Dès leur naissance, les enfants ont besoin d’être rassurés sur le fait qu’une gamme de sentiments est normale et que les émotions vont et viennent. Ils doivent également savoir qu’aucun sentiment particulier n’est bon ou mauvais ; c’est plutôt savoir comment réagir à nos émotions qui est si critique, surtout à mesure que nous vieillissons.
Voici comment le nommer pour l’apprivoiser :
Essayez d'accepter tous les sentiments de votre tout-petit
Jusqu’à l’âge de 3 ans environ, les tout-petits ne sont pas prêts à raisonner leurs émotions difficiles. Au lieu de cela, ils s’appuient sur des stratégies apaisantes de base. Montrer à votre tout-petit que vous comprenez ce qu’il ressent aide à le calmer, tandis que nommer ses émotions l’aide à gérer et à surmonter la frustration, la colère et la déception.

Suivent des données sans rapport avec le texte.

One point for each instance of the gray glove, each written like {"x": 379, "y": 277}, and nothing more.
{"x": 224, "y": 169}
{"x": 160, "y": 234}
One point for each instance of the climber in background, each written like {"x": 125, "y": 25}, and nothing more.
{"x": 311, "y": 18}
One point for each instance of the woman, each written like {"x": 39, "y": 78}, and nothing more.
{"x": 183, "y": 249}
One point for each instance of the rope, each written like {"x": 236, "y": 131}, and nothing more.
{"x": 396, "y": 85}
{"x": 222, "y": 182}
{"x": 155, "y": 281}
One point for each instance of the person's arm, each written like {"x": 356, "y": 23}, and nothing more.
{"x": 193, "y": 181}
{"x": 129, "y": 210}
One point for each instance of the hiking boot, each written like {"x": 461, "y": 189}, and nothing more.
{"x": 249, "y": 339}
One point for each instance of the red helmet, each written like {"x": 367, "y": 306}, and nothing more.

Par exemple : si votre tout-petit vraiment veut quelque chose au magasin et commence à crier, vous pouvez lui donner un nom pour l'apprivoiser en disant que je vois que vous voulez vraiment ce jouet - on dirait que ce serait tellement amusant de jouer avec, n'est-ce pas ? Nous n’allons pas l’acheter aujourd’hui, et je peux dire que cela vous contrarie.
Si votre tout-petit se calme un peu, vous pouvez avancer en lui offrant la possibilité de changer de vitesse : faut-il marcher ou sauter jusqu'à la voiture ? ou aimeriez-vous vous tenir la main ou les coudes ?
Il se peut cependant qu’ils soient encore en pleine crise de colère et incapables d’entendre grand-chose de ce que vous dites. Dans ce cas, pensez à en dire très peu (je sais que vous êtes contrarié) tout en lui offrant un câlin s'il est prêt à en faire un. Prenez quelques respirations profondes et intentionnelles, et éventuellement, elles pourront vous rejoindre dans votre respiration et se calmer.
Parlez des sentiments que vous voyez chez les autres
La véritable empathie ne commence généralement à se développer que vers l’âge de 2 ans, mais vous pouvez jeter les bases en encourageant votre tout-petit à prêter attention aux sentiments des autres : oh, regardez ! Jasmine vient de descendre le toboggan toute seule. Au début, elle avait l'air nerveuse, mais maintenant elle est si fière !
Les livres sont également un excellent endroit pour le faire. Parlez des expressions que vous voyez sur les photographies ou les illustrations et reliez les sentiments exprimés par les personnages de l’histoire à des moments réels de la vie de votre enfant.
Connectez-vous aux défis passés
Plus tard, raconter l’histoire à votre tout-petit peut être rassurant. En lui rappelant sa propre résilience, vous rassurez votre tout-petit sur le fait qu’il a traversé une période difficile et qu’il va maintenant bien. Utilisez des détails pour leur rappeler l’expérience et n’hésitez pas à utiliser des mots plus complexes comme frustré, déçu ou anxieux.
Raconter une expérience négative peut sembler contre-intuitif, mais cela aide en réalité les tout-petits à connecter les parties du cerveau qu’ils utilisent pour l’émotion avec celles qu’ils utilisent pour le raisonnement.